Marianne is a university graduate and was a women’s rights activist in Uganda. She was arrested along with her husband, as they were both activists in the Forum for Democratic Change, and detained at an army barracks for three and a half months. During this time she was beaten and stripped naked in front of her cell mates and raped in front of her husband. She escaped and went into hiding but was arrested again and taken to a so-called safe house, in fact a place of torture where she remained for almost a year. At this house she was kept in a dark, crowded underground cell and regularly interrogated and tortured. She was beaten with batons, cut with razor blades, given electric shocks and burned with cigarettes. She was also raped many times. She became pregnant following the first rapes at the army barracks and was heavily pregnant at the time of her second arrest. Due to the terrible treatment she received she gave birth to a stillborn boy, then she became pregnant again before her husband succeeded in arranging her escape.
She eventually fled the country and made her way to the UK where she gave birth to a baby girl. She is undergoing treatment for Post Traumatic Stress Disorder and the psychological effects of the sexual violence.
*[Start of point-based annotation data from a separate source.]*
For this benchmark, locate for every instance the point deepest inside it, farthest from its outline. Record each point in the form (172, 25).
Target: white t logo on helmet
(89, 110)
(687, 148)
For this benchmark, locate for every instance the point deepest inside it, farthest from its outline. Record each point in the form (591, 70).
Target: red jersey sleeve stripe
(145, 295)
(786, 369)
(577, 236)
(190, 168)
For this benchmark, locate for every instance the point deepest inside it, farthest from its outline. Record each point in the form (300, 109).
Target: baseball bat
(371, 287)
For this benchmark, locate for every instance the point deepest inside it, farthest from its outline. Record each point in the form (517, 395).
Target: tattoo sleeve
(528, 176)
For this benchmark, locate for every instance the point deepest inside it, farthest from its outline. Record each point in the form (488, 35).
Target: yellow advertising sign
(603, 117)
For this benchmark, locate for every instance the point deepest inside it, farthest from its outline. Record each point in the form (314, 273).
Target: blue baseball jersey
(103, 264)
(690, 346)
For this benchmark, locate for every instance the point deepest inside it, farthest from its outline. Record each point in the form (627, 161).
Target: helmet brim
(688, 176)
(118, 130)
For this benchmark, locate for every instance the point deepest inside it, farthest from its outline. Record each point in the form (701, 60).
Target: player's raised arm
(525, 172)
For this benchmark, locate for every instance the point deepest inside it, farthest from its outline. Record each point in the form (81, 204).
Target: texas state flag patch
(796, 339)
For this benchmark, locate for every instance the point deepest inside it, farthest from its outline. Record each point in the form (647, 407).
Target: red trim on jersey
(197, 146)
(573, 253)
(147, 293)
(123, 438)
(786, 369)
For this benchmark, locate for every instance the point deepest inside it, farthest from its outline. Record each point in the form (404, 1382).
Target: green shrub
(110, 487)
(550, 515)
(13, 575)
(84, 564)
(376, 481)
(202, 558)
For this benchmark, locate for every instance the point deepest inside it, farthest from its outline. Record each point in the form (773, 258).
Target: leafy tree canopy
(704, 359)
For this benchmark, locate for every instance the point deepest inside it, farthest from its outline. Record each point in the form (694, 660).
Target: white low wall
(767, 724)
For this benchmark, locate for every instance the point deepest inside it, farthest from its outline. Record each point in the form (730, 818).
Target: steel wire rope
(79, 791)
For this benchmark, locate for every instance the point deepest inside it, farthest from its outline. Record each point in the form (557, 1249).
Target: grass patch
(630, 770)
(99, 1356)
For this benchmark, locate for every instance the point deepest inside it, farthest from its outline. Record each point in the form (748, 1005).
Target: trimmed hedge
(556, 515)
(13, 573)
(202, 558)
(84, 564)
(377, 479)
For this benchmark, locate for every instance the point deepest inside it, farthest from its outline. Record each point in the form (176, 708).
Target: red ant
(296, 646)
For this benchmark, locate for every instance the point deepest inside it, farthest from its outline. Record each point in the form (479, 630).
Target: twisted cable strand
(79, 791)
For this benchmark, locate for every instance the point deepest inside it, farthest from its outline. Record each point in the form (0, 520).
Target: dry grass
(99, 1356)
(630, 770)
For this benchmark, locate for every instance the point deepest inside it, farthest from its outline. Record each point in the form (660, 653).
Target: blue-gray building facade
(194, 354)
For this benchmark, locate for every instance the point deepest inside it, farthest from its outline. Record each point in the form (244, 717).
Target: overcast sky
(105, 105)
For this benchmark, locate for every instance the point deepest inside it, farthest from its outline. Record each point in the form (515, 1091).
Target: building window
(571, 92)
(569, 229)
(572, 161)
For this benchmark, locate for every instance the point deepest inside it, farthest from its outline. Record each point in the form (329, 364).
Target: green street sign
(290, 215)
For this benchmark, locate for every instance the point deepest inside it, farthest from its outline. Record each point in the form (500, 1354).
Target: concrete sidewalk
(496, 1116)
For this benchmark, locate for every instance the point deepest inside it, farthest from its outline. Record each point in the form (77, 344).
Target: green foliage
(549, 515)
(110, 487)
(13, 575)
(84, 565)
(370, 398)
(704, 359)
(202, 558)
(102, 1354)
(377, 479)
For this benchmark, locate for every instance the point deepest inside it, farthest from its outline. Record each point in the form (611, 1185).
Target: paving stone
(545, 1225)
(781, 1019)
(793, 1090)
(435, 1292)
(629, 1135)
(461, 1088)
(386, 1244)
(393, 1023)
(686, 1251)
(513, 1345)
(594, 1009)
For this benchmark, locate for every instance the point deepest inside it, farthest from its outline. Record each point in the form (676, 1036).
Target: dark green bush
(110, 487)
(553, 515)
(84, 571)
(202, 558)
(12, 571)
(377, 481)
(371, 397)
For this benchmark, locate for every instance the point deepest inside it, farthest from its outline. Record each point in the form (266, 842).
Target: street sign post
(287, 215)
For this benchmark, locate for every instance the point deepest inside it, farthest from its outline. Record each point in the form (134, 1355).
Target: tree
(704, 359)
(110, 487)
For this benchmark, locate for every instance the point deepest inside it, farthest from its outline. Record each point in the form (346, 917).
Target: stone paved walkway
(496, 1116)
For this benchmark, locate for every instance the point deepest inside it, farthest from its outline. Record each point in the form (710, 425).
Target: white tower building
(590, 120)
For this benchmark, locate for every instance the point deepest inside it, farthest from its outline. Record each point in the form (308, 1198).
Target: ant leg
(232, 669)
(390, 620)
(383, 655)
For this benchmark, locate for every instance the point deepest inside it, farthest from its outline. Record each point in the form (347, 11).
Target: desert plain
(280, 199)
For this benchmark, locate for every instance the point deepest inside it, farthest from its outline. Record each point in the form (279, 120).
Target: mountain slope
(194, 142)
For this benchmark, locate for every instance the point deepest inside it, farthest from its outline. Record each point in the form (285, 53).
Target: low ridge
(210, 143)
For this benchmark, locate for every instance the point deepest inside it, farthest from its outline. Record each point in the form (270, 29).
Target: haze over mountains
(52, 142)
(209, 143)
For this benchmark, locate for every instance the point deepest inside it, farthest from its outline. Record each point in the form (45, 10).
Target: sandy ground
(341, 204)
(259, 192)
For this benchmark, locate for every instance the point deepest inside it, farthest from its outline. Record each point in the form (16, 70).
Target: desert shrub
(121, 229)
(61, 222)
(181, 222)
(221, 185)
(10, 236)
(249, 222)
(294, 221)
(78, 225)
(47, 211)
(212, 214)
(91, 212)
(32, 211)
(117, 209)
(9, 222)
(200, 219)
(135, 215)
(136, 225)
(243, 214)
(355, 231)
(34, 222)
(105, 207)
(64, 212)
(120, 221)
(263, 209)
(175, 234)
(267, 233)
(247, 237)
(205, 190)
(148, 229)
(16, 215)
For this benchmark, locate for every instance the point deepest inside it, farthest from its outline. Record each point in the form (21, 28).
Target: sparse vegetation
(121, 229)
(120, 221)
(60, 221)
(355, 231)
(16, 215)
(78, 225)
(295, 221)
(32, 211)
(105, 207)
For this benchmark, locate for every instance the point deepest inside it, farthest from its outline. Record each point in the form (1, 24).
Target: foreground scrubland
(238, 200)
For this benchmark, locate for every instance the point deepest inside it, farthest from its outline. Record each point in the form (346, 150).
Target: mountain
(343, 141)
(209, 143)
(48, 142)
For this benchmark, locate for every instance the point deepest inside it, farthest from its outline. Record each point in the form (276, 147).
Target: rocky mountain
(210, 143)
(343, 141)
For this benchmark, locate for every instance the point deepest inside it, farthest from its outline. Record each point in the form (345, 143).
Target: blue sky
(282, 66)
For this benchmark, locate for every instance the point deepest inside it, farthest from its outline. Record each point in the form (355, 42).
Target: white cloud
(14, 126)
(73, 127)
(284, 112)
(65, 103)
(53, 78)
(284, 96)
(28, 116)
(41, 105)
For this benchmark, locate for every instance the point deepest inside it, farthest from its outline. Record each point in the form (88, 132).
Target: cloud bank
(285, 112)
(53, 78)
She now wishes to bring her older daughter who was born in Uganda to the UK so PoC gave her a grant of £395 to cover the costs of DNA testing of herself, and of her daughter, to prove that she is the mother of the child and can apply for her visa to the UK.
Lhamo is a 38 year old mother of four from Tibet who was forced to live in exile in India after she feared reprisals by the Chinese government for her work supporting the Tibetan cause and for distributing books and CDs by the Dalai Lama. Her husband, a documentary film maker, was imprisoned by the Chinese authorities for providing information to people outside of the country. Lhamo tries her best to provide for her children but it is extremely difficult with her husband in prison in China. She sells bread by the side of the road but it is barely enough to sustain them. PoC granted Lhamo £250 to help support her family and her husband who is in poor health in prison.
Fitsum was the editor of an independent newspaper which was banned by the Ethiopian government. He was arrested during a massive government crackdown and spent a year and a half in prison in squalid conditions. After his release he was again threatened with arrest and imprisonment so had to flee to Kenya and seek asylum. After gaining refugee status he was approved for re-settlement in the US but at the last minute was unable to fly due to contracting tuberculosis. He now has to travel 20km each day for treatment and cannot miss a single appointment or it will jeopardise his chance of going to the US. He often has to make the journey on foot as he has no income but the physical exertion is not helping his recovery. Then his house was burgled and all of his possessions stolen. He then became temporarily homeless and had to sleep outside in the UNHCR compound as he feared being arrested by the Kenyan police and sent back to Ethiopia. Through one of our partner organizations Fitsum applied for help and PoC were able to provide funds to allow him to continue his medical treatment and meet his daily living costs while he recuperates.